Nuki successfully passed the re-certification of its Smart Lock with the current version, the Nuki Smart Lock 2.0 (firmware version 2.4.5) including the associated bridge. Once again this year, the combination of Smart Lock and Bridge convinced the testers in our laboratory so that we can once again award the “Tested Smart Home Product” certificate. Already in April 2018 we had the then current version of the Smart Lock in our labs for certification. The product of the Austrian manufacturer went through all our tests without major issues and could easily be certified by us.
The following test report explains in which points and in what way exactly the Nuki Smart Lock 2.0 scored during the tests.
The current application versions (for Android v2.1.4, for iOS v2.1.7) were analyzed statically as well as dynamically for possible vulnerabilities during our test procedure. As in the previous year, the Android application is still well protected against possible reverse engineering attempts: The application source code and the security-relevant functions it contains are protected by obfuscation, no log data or other sensitive information is stored unsecured on the smartphone, and even the output on Android’s Logcat debug log is remarkably sparse.
In terms of implementation, we also found no obvious weaknesses in the security-relevant areas for authentication, communication and their encryption, both local and online.

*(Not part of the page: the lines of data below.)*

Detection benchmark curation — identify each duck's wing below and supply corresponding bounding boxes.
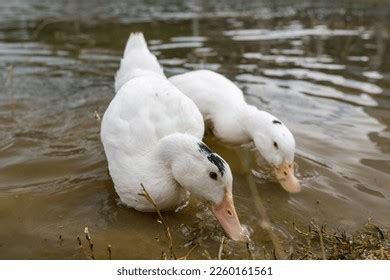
[102,74,204,155]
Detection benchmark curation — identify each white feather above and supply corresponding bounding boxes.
[101,34,232,211]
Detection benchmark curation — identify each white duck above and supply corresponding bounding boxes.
[169,70,300,192]
[101,33,246,240]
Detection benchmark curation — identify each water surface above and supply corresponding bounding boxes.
[0,0,390,259]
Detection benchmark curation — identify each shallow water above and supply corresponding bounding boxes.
[0,0,390,259]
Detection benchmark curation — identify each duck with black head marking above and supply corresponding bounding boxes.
[169,70,301,193]
[101,33,248,240]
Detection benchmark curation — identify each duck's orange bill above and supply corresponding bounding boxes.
[274,161,301,193]
[211,192,249,241]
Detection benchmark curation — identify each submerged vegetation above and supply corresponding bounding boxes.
[71,186,390,260]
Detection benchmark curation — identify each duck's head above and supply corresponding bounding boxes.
[248,111,301,193]
[172,141,248,241]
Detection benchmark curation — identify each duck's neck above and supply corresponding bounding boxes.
[241,105,272,144]
[156,133,200,167]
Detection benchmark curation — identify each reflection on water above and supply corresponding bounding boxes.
[0,0,390,258]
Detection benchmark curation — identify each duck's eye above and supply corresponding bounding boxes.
[209,172,218,180]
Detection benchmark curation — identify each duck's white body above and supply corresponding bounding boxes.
[169,70,300,192]
[101,34,204,211]
[169,70,256,145]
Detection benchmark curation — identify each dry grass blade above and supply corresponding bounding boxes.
[5,64,14,86]
[218,236,225,260]
[84,227,95,260]
[139,184,176,259]
[243,150,286,259]
[178,244,199,260]
[107,244,112,260]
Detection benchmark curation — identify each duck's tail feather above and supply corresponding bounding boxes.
[115,33,164,92]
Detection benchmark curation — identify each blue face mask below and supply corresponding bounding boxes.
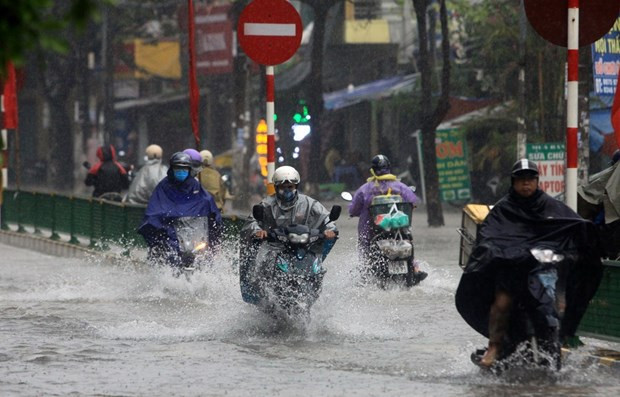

The static analysis for the corresponding iOS version is of course more difficult, but the application behaves dynamically analogous to the Android version. This means that no vulnerabilities could be identified there either.
In the case of the Nuki Smart Lock 2.0, the local communication between smart lock and smartphone respectivley application takes place via Bluetooth in the new standard 5 (Zigbee wireless hardware is already installed, but is not yet actively used in the current version). The payload of this communication is adequately encrypted and effectively protected against standard attacks such as replay attacks. Bluetooth technology itself, like all radio communication, is fundamentally susceptible to certain denial attacks, such as radio jamming, which under certain circumstances can generate certain theoretical threat scenarios. In practice, however, we were not able to identify any critical and/or obvious weaknesses in this area.
To register a new legitimate smartphone at the lock, invitation codes can be used or the registration can be carried out directly by pressing a button on the lock. In order to generate invitation codes, the security PIN of the lock must be known. However, this is not necessary if the second variant is used by pressing the button. This means that the physical access to the lock is directly used as legitimation for its control and no further authentication is required. This is certainly permissible for most application scenarios, especially in the private sector. If, however, the user cannot assume in his application scenario that every person with physical access to the lock should also have potential control over it, this login method should definitely be deactivated via the app. This is also possible without further complications. Nevertheless, we would simply like to see a PIN query for direct login as well as a user notification when registering a new user smartphone.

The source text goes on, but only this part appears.